Journal class

Campbell set to guide Greenwood through uncertain future

It seems like a turbulent time at Greenwood High, but you wouldn’t know it from talking to Mike Campbell.

A teacher and coach in these halls since the fall of 1996, Campbell has seen and heard just about everything over the years, so of course he won’t be bothered by the start of the school year with five new sports coaches from fall, a new director and a new sporting director.

This is probably a good thing, since Campbell is the new sports director. It’s her course to sail now.

He pushes back against the idea that Woodmen World is one giant cauldron of chaos these days, attributing it to the fortuitous moment of a director and AD both leaving for new jobs around the same time.

“From the outside, it looks like there’s been a huge turnover, but if you look back over the last 10 to 15 years, there really hasn’t been a lot of turnover,” Campbell said. “I really don’t think it’s as unstable as it sounds. (Former principal Todd Garrison) was here 18 years and (former AD Rob Irwin) was here seven years, so we had a stable long-term base.

“It’s my 27th year here, so I think that in itself will bring some stability.”

Recently, life has been anything but stable for Campbell, who simultaneously taught three English classes, took on his fair share of temporary athletic director duties and coached the Greenwood football team, something he will continue to do throughout. throughout this season before putting on the helmet. for real.

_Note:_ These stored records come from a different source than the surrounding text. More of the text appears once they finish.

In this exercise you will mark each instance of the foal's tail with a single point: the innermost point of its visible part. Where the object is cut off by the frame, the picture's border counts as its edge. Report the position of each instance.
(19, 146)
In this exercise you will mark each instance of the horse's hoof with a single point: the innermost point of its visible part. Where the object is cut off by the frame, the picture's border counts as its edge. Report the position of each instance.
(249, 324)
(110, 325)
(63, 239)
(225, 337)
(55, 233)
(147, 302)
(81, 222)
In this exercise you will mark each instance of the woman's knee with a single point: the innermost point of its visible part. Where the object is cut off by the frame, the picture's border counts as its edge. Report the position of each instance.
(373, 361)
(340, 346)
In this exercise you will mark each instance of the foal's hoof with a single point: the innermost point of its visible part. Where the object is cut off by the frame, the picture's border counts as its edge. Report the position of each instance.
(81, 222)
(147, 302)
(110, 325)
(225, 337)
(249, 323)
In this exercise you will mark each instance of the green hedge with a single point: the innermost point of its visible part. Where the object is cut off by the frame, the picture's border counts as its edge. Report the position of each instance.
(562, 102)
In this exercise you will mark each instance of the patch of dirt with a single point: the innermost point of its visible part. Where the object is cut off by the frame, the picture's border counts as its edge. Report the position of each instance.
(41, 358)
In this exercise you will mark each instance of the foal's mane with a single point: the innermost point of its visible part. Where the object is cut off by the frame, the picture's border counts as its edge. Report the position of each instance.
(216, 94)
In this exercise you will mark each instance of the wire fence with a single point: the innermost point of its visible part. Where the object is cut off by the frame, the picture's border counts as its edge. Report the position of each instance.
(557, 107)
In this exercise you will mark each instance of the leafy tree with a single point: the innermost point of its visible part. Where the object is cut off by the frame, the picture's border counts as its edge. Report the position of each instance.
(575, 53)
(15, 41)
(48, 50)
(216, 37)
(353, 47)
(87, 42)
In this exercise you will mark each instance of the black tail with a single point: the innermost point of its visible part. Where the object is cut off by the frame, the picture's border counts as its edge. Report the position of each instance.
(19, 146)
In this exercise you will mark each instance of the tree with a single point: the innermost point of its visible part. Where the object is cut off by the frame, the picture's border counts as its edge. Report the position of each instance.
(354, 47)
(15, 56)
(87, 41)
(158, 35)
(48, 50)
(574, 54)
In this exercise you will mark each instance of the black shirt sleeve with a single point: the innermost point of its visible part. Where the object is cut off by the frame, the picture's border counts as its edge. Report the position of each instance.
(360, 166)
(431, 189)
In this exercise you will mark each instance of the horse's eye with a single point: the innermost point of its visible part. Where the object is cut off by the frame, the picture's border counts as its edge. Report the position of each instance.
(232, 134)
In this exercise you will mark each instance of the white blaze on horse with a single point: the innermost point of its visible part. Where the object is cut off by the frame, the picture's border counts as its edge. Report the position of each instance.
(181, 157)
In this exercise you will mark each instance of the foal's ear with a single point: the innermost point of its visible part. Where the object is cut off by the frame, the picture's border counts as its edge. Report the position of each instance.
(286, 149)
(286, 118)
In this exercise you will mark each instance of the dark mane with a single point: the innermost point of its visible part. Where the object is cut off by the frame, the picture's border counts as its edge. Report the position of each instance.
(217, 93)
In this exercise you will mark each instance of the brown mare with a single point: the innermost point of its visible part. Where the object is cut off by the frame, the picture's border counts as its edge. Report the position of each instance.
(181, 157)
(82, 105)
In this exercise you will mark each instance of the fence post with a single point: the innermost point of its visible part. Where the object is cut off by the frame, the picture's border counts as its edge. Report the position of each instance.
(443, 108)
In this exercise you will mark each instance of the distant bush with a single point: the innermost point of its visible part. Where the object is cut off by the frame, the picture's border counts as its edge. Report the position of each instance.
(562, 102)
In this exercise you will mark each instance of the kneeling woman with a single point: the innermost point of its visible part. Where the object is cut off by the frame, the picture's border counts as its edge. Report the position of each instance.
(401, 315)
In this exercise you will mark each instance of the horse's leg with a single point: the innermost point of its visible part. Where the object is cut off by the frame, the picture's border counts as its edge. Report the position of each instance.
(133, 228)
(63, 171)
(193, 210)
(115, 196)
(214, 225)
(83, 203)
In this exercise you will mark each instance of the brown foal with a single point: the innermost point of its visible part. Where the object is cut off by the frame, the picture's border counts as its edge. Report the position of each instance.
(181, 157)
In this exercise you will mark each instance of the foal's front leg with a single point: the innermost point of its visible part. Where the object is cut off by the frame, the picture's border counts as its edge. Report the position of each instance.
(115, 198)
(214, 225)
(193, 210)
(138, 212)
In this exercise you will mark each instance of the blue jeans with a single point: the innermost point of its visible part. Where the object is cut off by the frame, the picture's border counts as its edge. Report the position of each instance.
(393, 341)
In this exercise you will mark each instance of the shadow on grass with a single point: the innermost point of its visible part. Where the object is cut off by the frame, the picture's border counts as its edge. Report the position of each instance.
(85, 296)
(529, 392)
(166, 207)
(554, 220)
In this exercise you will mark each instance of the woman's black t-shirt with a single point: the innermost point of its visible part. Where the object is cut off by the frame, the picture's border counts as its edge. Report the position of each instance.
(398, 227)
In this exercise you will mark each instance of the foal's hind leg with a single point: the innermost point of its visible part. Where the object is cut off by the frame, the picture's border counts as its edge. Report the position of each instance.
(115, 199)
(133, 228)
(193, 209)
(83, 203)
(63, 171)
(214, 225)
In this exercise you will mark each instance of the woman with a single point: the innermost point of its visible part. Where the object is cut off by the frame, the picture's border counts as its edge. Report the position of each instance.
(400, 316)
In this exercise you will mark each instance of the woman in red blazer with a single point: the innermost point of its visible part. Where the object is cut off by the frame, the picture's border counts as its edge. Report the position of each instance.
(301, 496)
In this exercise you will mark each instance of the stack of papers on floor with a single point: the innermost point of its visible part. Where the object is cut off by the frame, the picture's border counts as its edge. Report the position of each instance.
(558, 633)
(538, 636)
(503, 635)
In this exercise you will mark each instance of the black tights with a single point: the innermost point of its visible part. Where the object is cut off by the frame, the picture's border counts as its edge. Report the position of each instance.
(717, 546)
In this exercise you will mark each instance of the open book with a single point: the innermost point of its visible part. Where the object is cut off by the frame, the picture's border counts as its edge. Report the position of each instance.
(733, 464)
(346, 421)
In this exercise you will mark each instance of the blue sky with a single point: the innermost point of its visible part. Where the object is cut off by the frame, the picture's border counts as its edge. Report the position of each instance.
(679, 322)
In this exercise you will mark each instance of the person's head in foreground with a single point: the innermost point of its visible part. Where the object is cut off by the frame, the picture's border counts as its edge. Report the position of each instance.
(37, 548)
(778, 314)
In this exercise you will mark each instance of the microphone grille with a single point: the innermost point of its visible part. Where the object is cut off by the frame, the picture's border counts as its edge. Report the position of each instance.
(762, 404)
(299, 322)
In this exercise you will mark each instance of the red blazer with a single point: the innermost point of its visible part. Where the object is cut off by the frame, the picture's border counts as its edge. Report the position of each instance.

It is not yet clear who will be his successor, but Campbell will walk away satisfied no matter how his 17th and final season at the helm goes.

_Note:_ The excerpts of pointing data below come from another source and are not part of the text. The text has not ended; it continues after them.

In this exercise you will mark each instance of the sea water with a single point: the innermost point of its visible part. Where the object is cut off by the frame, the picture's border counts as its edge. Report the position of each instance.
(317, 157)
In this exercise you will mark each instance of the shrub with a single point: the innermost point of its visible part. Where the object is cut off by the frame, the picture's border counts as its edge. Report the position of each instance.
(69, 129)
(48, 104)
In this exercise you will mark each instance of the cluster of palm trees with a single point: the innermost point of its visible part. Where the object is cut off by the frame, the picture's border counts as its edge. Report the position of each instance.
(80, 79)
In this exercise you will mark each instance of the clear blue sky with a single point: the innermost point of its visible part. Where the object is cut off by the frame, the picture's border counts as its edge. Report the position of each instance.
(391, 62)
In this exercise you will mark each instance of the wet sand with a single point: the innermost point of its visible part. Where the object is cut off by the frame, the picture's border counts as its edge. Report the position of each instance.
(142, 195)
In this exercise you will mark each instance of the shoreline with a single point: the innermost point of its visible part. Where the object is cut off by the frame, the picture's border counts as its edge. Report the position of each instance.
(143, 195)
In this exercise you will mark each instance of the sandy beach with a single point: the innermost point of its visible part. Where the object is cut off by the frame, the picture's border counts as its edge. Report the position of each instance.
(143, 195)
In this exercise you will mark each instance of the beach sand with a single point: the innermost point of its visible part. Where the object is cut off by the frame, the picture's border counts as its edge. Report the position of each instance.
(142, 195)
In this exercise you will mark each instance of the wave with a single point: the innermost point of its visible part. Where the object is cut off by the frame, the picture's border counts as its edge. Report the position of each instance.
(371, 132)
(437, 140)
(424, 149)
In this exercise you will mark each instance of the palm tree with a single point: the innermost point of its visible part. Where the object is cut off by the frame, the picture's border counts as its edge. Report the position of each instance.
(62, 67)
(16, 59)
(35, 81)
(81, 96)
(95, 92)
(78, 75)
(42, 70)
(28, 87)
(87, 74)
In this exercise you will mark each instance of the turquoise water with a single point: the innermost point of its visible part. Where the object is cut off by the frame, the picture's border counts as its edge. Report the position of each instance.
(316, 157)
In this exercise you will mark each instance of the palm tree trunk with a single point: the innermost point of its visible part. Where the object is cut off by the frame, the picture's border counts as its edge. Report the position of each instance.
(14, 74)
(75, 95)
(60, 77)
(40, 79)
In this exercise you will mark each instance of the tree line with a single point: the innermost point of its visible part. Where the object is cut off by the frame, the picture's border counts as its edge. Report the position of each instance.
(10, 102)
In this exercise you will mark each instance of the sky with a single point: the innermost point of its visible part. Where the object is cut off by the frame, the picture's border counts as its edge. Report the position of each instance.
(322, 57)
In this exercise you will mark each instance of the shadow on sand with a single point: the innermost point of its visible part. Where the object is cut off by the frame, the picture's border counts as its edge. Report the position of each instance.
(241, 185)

“I had a great career,” he said. ” I had a lot of fun. We had a lot of good times, some successes, and I think when I look at that, I’m happy with what I’ve been able to do and the experiences I’ve had. … We’re going to be on the rise here for the next three or four years, so it will be a good time for a new coach to take over. Peaks are coming sooner rather than later.

Reaching those heights could become increasingly difficult for Greenwood across the board. With 9-12 enrollment steady around the 1,200 mark, the school is going to find itself at an increasingly disadvantage to some of its peers in the Mid-State Conference. Martinsville has shrunk and is now right next to the Woodmen as the league’s smallest schools; Perry Meridian is about twice the size of the two, and Whiteland and Plainfield quickly fall into the same range at the top.

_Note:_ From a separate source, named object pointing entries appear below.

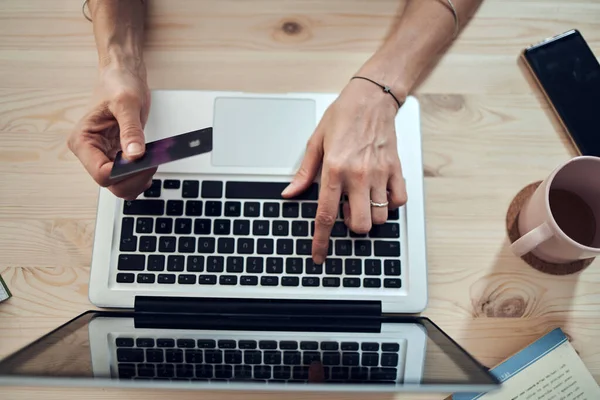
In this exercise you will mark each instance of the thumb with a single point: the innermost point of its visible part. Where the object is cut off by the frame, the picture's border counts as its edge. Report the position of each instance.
(308, 169)
(131, 132)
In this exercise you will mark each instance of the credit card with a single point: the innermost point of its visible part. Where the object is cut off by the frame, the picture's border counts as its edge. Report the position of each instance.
(164, 151)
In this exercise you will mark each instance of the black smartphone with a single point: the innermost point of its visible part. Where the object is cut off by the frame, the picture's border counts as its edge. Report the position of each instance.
(568, 73)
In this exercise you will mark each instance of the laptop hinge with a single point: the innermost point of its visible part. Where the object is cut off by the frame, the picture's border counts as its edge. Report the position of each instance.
(257, 314)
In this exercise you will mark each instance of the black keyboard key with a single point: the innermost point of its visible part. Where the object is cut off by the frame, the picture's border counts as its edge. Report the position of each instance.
(213, 208)
(293, 265)
(350, 359)
(226, 246)
(175, 263)
(349, 346)
(281, 228)
(212, 189)
(264, 246)
(215, 264)
(262, 372)
(144, 225)
(390, 347)
(187, 244)
(311, 281)
(241, 227)
(389, 359)
(290, 281)
(146, 278)
(252, 357)
(331, 282)
(190, 189)
(175, 207)
(207, 344)
(384, 374)
(171, 184)
(144, 207)
(388, 230)
(156, 262)
(206, 245)
(392, 283)
(207, 279)
(222, 227)
(247, 344)
(125, 278)
(373, 267)
(167, 244)
(254, 265)
(300, 228)
(272, 357)
(274, 265)
(131, 262)
(124, 342)
(362, 248)
(251, 209)
(166, 278)
(331, 358)
(285, 246)
(339, 229)
(387, 248)
(144, 342)
(343, 248)
(195, 263)
(269, 281)
(147, 244)
(304, 247)
(329, 345)
(154, 189)
(260, 228)
(265, 190)
(351, 282)
(309, 210)
(130, 355)
(312, 268)
(290, 210)
(193, 208)
(245, 246)
(165, 343)
(186, 279)
(353, 266)
(165, 370)
(228, 280)
(333, 266)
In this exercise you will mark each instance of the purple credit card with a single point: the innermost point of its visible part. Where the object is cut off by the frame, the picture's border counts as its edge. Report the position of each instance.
(164, 151)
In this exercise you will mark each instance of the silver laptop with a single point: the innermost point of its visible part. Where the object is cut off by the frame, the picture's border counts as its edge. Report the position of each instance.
(215, 225)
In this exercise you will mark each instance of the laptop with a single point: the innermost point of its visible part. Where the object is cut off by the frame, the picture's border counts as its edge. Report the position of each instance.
(215, 225)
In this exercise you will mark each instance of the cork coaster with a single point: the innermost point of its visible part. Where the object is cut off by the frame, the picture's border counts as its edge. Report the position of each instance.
(513, 234)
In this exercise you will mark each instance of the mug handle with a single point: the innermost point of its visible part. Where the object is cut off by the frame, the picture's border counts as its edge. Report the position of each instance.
(531, 240)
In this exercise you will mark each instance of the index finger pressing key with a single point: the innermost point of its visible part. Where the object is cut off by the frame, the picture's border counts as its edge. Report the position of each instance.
(329, 200)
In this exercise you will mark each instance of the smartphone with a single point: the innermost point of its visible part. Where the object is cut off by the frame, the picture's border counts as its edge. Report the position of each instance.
(568, 73)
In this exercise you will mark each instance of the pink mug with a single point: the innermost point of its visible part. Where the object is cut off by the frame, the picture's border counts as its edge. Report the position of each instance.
(560, 222)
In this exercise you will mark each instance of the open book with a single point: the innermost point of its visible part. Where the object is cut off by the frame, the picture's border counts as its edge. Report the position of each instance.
(547, 369)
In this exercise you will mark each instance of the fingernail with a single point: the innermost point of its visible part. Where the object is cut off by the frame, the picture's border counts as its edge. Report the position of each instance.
(134, 149)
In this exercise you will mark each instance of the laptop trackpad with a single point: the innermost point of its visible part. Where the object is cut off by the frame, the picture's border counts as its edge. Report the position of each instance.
(261, 132)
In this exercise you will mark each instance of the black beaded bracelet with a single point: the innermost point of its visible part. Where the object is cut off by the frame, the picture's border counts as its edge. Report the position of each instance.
(386, 89)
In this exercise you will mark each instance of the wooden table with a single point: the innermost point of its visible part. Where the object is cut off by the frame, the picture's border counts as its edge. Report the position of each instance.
(487, 133)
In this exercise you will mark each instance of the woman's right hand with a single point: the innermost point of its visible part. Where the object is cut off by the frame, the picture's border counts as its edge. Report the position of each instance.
(115, 120)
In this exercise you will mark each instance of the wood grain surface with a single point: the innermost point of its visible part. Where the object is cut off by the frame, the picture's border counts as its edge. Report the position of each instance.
(486, 131)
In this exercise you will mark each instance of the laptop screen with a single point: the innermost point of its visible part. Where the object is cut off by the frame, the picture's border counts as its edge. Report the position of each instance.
(123, 349)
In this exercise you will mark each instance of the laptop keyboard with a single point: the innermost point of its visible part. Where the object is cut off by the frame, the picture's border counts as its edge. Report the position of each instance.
(190, 232)
(255, 360)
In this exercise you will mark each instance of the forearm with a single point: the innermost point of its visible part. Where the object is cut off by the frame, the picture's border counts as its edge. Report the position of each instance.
(118, 31)
(424, 30)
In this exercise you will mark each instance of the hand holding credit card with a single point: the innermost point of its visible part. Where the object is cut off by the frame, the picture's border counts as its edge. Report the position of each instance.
(164, 151)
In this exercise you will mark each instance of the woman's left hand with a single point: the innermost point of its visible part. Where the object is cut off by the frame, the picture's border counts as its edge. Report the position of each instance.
(355, 144)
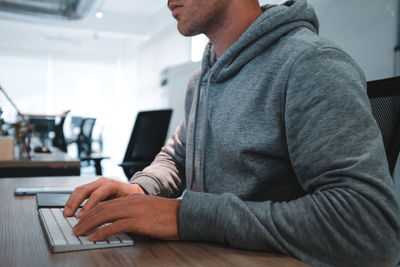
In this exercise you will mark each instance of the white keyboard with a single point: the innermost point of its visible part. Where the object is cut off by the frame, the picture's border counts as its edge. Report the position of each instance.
(58, 231)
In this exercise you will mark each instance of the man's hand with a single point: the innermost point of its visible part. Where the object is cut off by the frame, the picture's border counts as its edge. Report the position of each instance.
(97, 191)
(146, 215)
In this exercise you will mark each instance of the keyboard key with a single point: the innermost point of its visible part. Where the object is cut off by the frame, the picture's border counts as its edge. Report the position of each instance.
(61, 238)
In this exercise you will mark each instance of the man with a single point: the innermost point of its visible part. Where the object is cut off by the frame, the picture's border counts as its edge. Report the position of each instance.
(278, 150)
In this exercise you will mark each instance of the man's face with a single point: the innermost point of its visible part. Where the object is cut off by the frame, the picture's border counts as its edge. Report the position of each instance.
(197, 16)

While Campbell sincerely believes Greenwood can continue to be competitive, he acknowledges that it will take a concerted effort to keep students from drifting away from sports — or worse, leaving town.

“One of the big things is that we have to keep our college numbers athletically in all sports,” Campbell said. “We’re competing with other schools in the Mid-State who may have 700, 800, or 900 kids in a class, and we have 300 kids in a class, we have to find ways to make sure those kids don’t get discouraged. not. — because by combining two or three classes, we were competitive. But it comes down to numbers in all sports, and that will be something we will definitely work on.

A founding member of Mid-State since 1942, the Woodmen have had to fight to stay relevant as the tide of numbers has shifted against them. They’ve managed to do it again lately – soccer won a Class 4A region in 2017, men’s basketball won a section title in 2020 and many other school teams continue to soar at least in the middle of the conference pack – but there has been chatter in the county that a move to another league could one day become inevitable.

Campbell hopes to avoid it as long as possible.

“They’re still on your mind, but…we’re not actively looking or anything,” he said. “The great thing about Mid-State is the competition is great, the schools are great, the kids are great, the travel is fantastic. It’s a fantastic conference.

No matter where the winds of change might blow over Greenwood in the years to come, Campbell has no intention of going anywhere. With his youngest son currently in sixth grade, he plans to stick with his new job at least until the 2028-29 school year, and possibly longer.

He has spent his entire working life in the same building and would like to stay there until he is ready to retire.

“I love Greenwood and I’m loyal,” Campbell said. “I’m a Woodman, that’s for sure.”